Wide Range of Dissertation Topics
The dissertation projects of the twelve doctoral candidates who started their programs in October attest to the broad spectrum of topics covered at the school. Scholars of political science, for example, are working on topics such as China’s foreign policy and the political party landscape in Korea, Japan, and Taiwan. One doctoral candidate is studying the role of print media in the democratization processes taking place in China and Taiwan, and there will also be cultural-studies dissertations on the topic of giving gifts and on how cultural heritage is treated. With such a broad variety of subjects, program participants need a shared basis for understanding; in this case, that basis is provided by institutional theory, which plays a central role in the participating disciplines, such as political science, history, and social and cultural anthropology. The goal is to bring together extensive knowledge of the region with academic rigor.

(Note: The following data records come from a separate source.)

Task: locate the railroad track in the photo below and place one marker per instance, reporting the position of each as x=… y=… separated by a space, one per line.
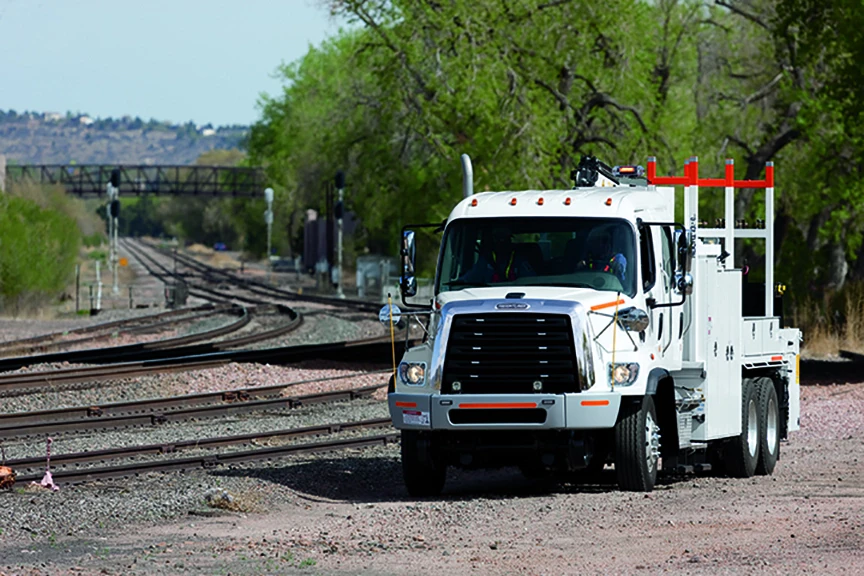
x=264 y=289
x=207 y=461
x=159 y=350
x=130 y=407
x=353 y=350
x=198 y=291
x=146 y=412
x=137 y=324
x=101 y=456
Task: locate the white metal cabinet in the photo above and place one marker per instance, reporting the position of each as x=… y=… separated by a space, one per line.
x=719 y=310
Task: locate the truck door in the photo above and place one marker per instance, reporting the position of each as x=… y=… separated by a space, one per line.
x=652 y=286
x=672 y=341
x=657 y=273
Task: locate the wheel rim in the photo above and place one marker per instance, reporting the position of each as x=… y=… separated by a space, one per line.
x=772 y=425
x=752 y=428
x=652 y=442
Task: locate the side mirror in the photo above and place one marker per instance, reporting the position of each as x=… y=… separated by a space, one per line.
x=408 y=279
x=684 y=262
x=633 y=319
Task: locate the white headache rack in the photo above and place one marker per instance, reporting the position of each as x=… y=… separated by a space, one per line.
x=728 y=232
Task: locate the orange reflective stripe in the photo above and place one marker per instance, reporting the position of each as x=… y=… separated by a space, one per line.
x=494 y=405
x=607 y=304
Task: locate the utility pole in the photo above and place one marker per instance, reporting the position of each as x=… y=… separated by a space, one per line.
x=113 y=217
x=268 y=218
x=338 y=211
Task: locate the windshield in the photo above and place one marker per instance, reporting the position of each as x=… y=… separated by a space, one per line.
x=597 y=253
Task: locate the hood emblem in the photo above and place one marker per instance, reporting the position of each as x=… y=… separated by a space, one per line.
x=512 y=306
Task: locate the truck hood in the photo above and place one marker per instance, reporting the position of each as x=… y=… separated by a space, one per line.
x=585 y=296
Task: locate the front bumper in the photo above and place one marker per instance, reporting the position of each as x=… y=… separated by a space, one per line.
x=503 y=411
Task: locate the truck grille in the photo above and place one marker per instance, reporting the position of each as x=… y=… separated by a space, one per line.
x=507 y=353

Innovative Academic Program
The academic program offered at the school, which moved into a renovated building between Hittorfstraße and Thielallee this past summer, pools together the fields of East Asian Studies, which are very well represented at Freie Universität Berlin. It is very unusual, Blechinger-Talcott points out, for a single university to have professorships for Japanese, Chinese, and Korean studies. The other spokespersons for the school are Eun-Jeung Lee, professor of Korean Studies, and Klaus Mühlhahn, professor of Chinese Studies at Freie Universität Berlin. There is also one representative of each of the three main countries studied at the school among the postdocs and the future junior professors.
Other integral components of the GEAS program include presentations and contact with working professionals, such as politicians, diplomats, and representatives of the business sector. The aim of this is twofold: first, to prepare graduates for more than just a career in the academic world, and second, to broaden their perspectives on their own academic subjects of inquiry. That, too, is an idea Blechinger-Talcott took away from a stay abroad as a postdoc: During her time as a research fellow at Harvard, she found these encounters to be highly enriching.

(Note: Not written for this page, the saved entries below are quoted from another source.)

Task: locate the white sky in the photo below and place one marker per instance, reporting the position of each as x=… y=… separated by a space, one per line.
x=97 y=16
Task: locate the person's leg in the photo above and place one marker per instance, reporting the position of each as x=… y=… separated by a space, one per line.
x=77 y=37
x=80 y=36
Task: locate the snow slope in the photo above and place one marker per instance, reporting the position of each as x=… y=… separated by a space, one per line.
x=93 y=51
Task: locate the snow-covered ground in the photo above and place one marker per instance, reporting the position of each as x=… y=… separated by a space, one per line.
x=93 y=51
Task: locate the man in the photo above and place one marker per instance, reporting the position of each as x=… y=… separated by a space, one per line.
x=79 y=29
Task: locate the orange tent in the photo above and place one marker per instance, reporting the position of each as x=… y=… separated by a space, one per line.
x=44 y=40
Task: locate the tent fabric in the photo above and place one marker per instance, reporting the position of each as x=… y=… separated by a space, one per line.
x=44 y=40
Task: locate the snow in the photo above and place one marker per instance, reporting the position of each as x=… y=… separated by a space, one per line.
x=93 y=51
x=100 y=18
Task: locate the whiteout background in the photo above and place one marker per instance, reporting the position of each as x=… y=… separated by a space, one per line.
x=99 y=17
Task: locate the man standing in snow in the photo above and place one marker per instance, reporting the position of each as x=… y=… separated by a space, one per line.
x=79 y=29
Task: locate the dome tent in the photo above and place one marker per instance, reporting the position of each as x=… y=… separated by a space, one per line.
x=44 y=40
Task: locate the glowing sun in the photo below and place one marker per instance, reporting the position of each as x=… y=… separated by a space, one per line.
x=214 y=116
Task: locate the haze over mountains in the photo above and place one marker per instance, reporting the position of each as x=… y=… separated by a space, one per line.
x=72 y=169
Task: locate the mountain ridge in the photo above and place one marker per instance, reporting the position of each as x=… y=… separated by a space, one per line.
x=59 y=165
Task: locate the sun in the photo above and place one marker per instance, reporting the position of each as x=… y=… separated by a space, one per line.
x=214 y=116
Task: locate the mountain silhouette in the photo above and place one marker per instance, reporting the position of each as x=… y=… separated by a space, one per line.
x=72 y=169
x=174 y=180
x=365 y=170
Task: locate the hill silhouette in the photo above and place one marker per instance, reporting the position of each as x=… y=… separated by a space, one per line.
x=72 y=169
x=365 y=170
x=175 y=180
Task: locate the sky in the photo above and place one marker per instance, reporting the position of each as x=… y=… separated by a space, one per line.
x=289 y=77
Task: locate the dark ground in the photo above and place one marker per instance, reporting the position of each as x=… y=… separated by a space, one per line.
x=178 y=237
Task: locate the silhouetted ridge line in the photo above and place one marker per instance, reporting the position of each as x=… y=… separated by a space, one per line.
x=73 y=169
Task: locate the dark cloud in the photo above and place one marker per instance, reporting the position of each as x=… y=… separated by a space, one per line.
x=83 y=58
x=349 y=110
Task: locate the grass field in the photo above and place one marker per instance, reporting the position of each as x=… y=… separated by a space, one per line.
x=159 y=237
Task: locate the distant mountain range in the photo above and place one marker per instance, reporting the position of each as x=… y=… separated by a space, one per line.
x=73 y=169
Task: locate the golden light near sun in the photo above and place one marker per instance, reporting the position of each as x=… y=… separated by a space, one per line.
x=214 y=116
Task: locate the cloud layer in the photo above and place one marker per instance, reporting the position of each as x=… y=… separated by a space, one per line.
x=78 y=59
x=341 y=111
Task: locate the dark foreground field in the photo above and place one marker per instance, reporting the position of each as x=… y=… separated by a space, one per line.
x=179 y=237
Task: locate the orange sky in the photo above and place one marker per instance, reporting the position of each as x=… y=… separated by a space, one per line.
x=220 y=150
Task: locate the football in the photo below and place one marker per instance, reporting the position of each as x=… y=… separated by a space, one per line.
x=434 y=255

Existing networks with cooperating higher education institutions in East Asia make academic exchange possible: All of the doctoral candidates are supposed to spend at least six months at a partner university in China, Japan, or South Korea while working on their dissertations. There are also plans for summer schools in the three countries to deepen participants’ knowledge of all East Asian countries and their understanding of the commonalities and differences that have emerged over the region’s history and in the present day.
Another sign of the close connection between GEAS and the region was the welcome addresses given by the Japanese ambassador, H.E. Nakane Takeshi, the Korean ambassador, H.E. Kim Jae-shin, and the Chinese envoy, Li Xiaosi, at the school’s opening. Keynote speaker Ezra Vogel offered an overarching perspective on the region by drawing parallels between the rapid rise Japan experienced in the 1960s, becoming one of the world’s leading economic powers, and the upward development of Korea and the economic growth currently being experienced in China. More than almost any other scholar of East Asian studies, Vogel, a professor emeritus from Harvard, has striven throughout his academic career to take this kind of overarching view. His publications, which have made him known even outside the academic world, range from a monograph on the new Japanese middle class, published in 1963, to a biography of Deng Xiaoping that was just released recently.
Vogel called the graduate school’s overarching educational concept a huge opportunity and explained that both political science and the field of economics and business now require a great deal of methodological and theoretical knowledge, often at the expense of knowledge about the countries themselves. Scholars of East Asian studies with a detailed understanding of the region and with language skills and cultural knowledge are, however, urgently needed, and the school’s graduates will have both, with disciplinary and methodological knowledge alongside regional expertise and excellent language skills. “An economist has to know the history. It is always a particular political situation in a particular time,” Vogel said, and added, “People who understand Asia better can make wiser decisions.”